The MFA promises to make the distinction of race come alive, take on literary heft, through learning how to write and the work of writing. But we have no evidence that MFA authors are any better at this than their less educated non-MFA peers. If there’s a quality that distinguishes a writer as Asian American or black, we could not find it.


        So when it comes to race representation in literature, MFA is failure. How about gender?

The percentage of male protagonists in novels written by MFA grads is well over half, at 61 percent, while that figure is 65 percent for non-MFA novels. Further, if a novel has a female lead, the chances that it has two strong female characters is only 32 percent for both MFA and non-MFA novels. Last, the percentage of novels that have a majority of male characters in the non-MFA group is 99 percent, whereas it is 96 percent for MFA novels. These are terrible numbers by any standard. They suggest that the contemporary American novel is disproportionately preoccupied with the experiences of men. And they suggest that the MFA novel is only barely better than its non-MFA counterparts.
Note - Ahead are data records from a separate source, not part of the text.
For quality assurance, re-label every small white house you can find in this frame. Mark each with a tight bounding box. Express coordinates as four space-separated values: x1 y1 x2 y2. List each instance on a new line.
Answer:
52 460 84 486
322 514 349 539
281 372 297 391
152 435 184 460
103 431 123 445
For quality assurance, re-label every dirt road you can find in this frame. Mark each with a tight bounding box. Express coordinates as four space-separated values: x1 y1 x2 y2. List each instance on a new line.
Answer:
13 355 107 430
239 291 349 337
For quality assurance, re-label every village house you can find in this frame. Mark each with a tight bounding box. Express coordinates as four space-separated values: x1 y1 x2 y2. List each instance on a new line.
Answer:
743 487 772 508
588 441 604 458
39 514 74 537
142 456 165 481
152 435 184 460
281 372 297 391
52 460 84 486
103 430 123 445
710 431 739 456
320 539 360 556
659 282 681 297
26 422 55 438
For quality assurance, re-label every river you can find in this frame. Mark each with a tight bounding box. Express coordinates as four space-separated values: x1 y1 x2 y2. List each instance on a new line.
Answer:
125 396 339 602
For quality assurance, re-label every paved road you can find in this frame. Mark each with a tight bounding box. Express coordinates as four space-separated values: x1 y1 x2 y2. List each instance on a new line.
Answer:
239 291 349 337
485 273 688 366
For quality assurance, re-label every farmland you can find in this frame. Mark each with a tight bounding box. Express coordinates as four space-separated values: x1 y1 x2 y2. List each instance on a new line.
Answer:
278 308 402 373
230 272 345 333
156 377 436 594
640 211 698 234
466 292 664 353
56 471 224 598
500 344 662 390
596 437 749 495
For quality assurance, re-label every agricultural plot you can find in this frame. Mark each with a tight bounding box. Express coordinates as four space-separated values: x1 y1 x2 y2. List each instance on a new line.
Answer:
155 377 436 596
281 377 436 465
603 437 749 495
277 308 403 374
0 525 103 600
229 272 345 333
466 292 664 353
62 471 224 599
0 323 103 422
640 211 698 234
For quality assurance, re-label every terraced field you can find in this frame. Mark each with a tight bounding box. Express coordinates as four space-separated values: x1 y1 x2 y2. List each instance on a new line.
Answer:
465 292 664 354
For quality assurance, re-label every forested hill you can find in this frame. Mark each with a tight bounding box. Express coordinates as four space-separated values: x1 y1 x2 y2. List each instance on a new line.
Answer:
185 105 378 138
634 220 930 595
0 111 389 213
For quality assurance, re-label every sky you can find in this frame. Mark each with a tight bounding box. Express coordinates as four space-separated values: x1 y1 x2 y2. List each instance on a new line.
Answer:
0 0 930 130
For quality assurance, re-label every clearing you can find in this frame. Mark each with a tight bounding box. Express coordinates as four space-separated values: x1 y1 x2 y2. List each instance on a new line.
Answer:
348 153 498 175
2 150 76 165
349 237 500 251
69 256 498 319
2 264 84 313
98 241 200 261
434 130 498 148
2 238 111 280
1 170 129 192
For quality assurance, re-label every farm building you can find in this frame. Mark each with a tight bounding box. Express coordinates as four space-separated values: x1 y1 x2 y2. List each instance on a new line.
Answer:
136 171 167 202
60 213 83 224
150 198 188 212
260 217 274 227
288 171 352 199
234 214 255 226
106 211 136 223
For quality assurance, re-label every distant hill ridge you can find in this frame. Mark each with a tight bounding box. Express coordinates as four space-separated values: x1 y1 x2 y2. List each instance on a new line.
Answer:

So, we can’t justify all these programs on social justice concerns, and can’t justify them on any other terms. Thus, even if I think the authors had an agenda here, I do concede their conclusion:

$200 million per year, after all, is a high price to pay for very little measurable impact.


     Do these authors even know about the student loan scam, with student debt over 1.2 trillion bucks now? This money has had an incredible impact on the Poo Bahs of higher education, massively inflating their bank accounts, and creating huge overpaid bureaucracies as well. 

     Now, for MFA students? Yeah, there’s just no reason for it, or at least no reason to take out a loan for it.